TTN gene codifies for a very large protein called titin, that an important role in skeletal muscles and myocardium contractile functions. Mutations in this gene have been related to familial dilated cardiomyopathy, arrhythmogenic right ventricular cardiomyopathy or familial HCM. However, the variant we found had previously been described and was classified as likely benign. Anyway, since TTN gene has been associated with HCM before, and in our case, some signs of HCM were found, and experimental studies should be undertaken to certainly assess the significance of this variant (although two in silico tools suggest it is likely benign).

The variant c.599C > T of the SLMAP gene is a very interesting finding because sarcolemmal membrane-associated protein gene has previously been associated with Brugada syndrome [47,48]. As said, the significance of this variant is still unknown, but all the three in silico tools predictors consulted suggest its pathogenicity.

Hence, we analyzed scientific literature on this theme to verify if cannabis smoking and Brugada syndrome can have combined pro-arrhythmogenic effects.

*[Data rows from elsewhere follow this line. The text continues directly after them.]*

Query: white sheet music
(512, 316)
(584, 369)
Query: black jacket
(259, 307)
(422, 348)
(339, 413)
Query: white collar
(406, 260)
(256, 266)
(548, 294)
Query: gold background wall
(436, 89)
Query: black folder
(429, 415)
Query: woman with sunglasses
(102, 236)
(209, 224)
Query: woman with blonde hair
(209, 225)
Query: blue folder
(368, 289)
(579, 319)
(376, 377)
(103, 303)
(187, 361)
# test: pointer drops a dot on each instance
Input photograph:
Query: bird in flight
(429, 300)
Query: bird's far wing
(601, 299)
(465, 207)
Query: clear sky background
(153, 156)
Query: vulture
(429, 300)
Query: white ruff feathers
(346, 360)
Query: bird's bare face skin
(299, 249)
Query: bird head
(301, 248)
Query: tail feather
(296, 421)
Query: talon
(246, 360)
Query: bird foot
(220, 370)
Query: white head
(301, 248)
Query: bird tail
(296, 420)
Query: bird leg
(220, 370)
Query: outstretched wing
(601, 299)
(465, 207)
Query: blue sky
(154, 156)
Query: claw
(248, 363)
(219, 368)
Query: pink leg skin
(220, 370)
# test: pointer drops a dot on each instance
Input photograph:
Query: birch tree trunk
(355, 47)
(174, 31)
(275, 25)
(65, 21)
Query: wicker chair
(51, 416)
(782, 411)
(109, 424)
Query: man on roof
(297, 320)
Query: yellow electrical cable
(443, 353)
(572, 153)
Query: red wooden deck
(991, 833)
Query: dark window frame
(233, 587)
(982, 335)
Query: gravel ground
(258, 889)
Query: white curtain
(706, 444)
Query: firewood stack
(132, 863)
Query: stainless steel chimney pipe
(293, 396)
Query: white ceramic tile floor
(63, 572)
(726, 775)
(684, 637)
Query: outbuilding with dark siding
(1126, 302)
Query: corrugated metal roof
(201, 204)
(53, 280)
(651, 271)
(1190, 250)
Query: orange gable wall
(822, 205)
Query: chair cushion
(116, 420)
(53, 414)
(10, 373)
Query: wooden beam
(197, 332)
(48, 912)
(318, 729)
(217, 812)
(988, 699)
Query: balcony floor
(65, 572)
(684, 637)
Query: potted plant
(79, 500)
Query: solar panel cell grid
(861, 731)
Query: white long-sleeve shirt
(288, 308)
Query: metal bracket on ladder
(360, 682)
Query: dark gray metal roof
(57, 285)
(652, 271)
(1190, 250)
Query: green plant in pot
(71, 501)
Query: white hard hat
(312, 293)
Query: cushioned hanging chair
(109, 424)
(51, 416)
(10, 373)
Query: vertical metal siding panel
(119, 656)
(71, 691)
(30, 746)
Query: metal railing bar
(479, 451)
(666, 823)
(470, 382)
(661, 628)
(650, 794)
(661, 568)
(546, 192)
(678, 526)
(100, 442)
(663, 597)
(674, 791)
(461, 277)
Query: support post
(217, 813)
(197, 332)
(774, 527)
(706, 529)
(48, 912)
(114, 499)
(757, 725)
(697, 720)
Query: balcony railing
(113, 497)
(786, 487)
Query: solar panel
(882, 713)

6.4. Association between Brugada Syndrome and Cannabis

Relatively few associations between Brugada syndrome and cannabis have been reported so far. Daccarrett et al. described the case of a 19-year-old young man who showed Brugada-like ST segment elevation in V1 and V2 few minutes after cannabis consumption [49]. Romero et al. presented the case of a 42-year-old habitual cannabis consumer who manifested type I Brugada pattern and frequent premature ventricular beats at the ECG after smoking cannabis [50]. A similar case was reported by Doctorian and Chou: a 43-year-old man who, after smoking cannabis, experienced ventricular fibrillation twice in six months and was then diagnosed with type-1 Brugada syndrome [51]. It is interesting that the first ventricular fibrillation arrest happened two hours after smoking cannabis, hence after a relevant amount of time. Finally, Kariyanna presented the case of a 38-year-old showing an ECG Brugada type-1 pattern after having frequently smoked cannabis in the last 30 h [52]. However, at the best of our knowledge, in scientific literature, a forensic case of SD in the young after smoking cannabis with genetic variants suggestive of Brugada syndrome has never been reported. Few cases of SUD after cannabis consumption have been reported: for example, Hartung et al. performed molecular autopsies in two cases of this kind, but they did not find any variant (only polymorphisms) [53]. In the light of these data, an association between acute and/or chronic consumption of cannabis and BrS-related cardiac events is theoretically plausible but still uncertain. Hence, in our case, if the failure to establish the time of consumption is also considered, the cannabis use cannot be indicated as the cause of the death.

7. Conclusions

In our case, several findings of uncertain significance were found at the autopsy and the postmortem genetic testing. In particular, the thick and long myocardial bridging surrounded by microscopic changes of the ventricular wall suggestive of HCM, the presence of significant fibrosis of the sino-atrial node and fatty infiltration of the right ventricle in a healthy and young patient and the variant of the SLMAP gene could lead to hypothesize an arrhythmic death, but these features must be considered of uncertain significance according to current evidence. Since there was no urine in the bladder, the results of toxicological testing cannot help to individuate the time of the cannabis assumption, and thus, a cannabis-induced arrhythmia cannot be hypothesized. The characteristics (length, thickness, location) of the MB and the in silico predictions regarding SLMAP variant suggest that these findings could have caused a fatal arrhythmia, but nothing can be stated under current evidence. In our opinion, this case depicts the complexity of forensic investigation in sudden unexplained deaths and shows as sudden unexplained deaths can sometimes be anything but silent. Sharing data regarding findings in sudden unexplained deaths, even when a cause of death is not found, is crucial to help to interpret common findings like MB and genetic variants of unknown significance.